Self-employed videographer says work is around the clock

Oct 17, 2018

Claflin alum Prestine Manderville conducted a master class on Oct. 9.


Claflin University on Oct. 9 held a master class on fundamentals of the DSLR camera and Adobe Premier editing software with special guest Prestine Manderville Jr.

Before cracking down the basic steps of using the media equipment, Manderville broke the ice with students by introducing himself.

“I have never done public speaking before, especially for films,” the senior Claflin mass communications major said. “I’ve done it on different sites where I can open information and people can learn things online. However, this is in my element, so I feel confident.”
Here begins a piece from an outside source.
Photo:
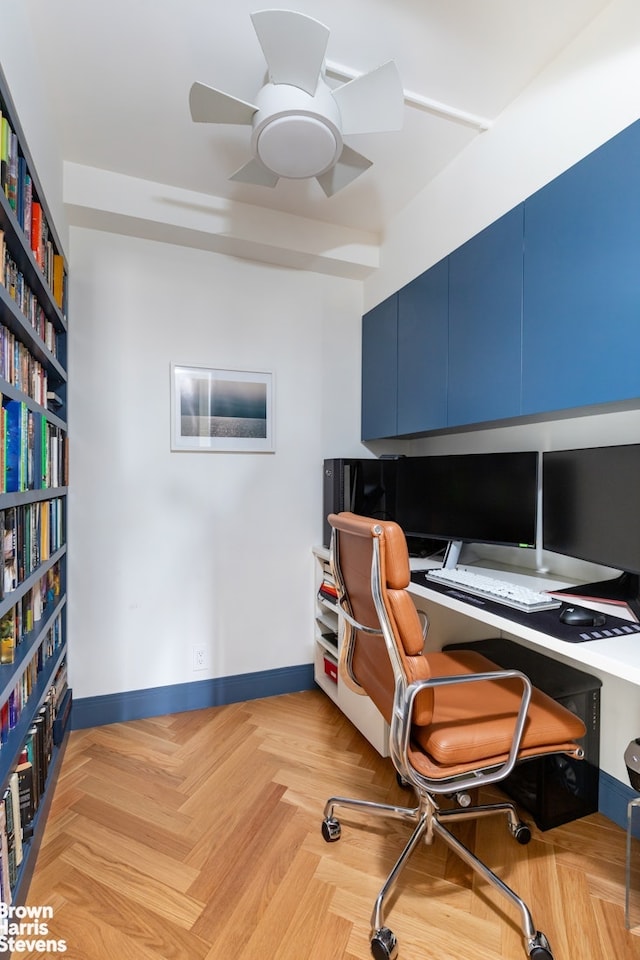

Manderville recounted how he became interested in media on the way to being a videographer.

 “I was mostly self-taught. My sister had this hunky camera, and when I was 15 years old, and my sister left to attend Georgia Southern, I just started playing with it inside her closet,” Manderville said. “I took it to a track meet and what I did with the footage, I put Marvel comic music underneath it and that just blew my mind. From there I was sold on being a videographer and learning more about media.”

Manderville discussed his projects, booked deals and upcoming ventures.

“I’m fully self-employed since 2015. I do anything from weddings, to live events, commercials. I also do live streaming, and I recently just signed a contract with John C. Smith to film their basketball, volleyball and football season.”

Although Manderville prefers being his own boss, he stressed to students that the income from being self-employed is not as mesmerizing as it seems and self-employment is not for everyone. He uses his extra time to develop more opportunities for himself and his company.

“It’s always important to have those guaranteed funds coming in therefore you can start using other creative time on other projects,” Mandeville said. “For example, I’m currently creating a documentary that will premiere on Netflix next year. It’s called ‘For the Love of Money.’

“It’s about relationships, and how some woman are becoming lead-front towards making money, which is creating some type of confusion for some, and if men feel inferior to the fact that a woman can take care of herself.”

Manderville also told students that being self-employed and employed with a media company are two different jobs. The work, drive and environment are dissimilar.

“Being self-employed in this industry is difficult because if you work in a business from 9 to 5, all the paperwork is there, everything is signed, everything is already negotiated, and you can do your job and not have to talk to a single person. When it comes to being self-employed, you’re basically open 24/7,” Manderville said.

“I’ll get a text 10 o’clock at night,” he said. “I'll have to deliver the same customer service that they would get at a Wendy’s late-night drive-through. So regardless of whatever, you have to be the full overall structure of your business.”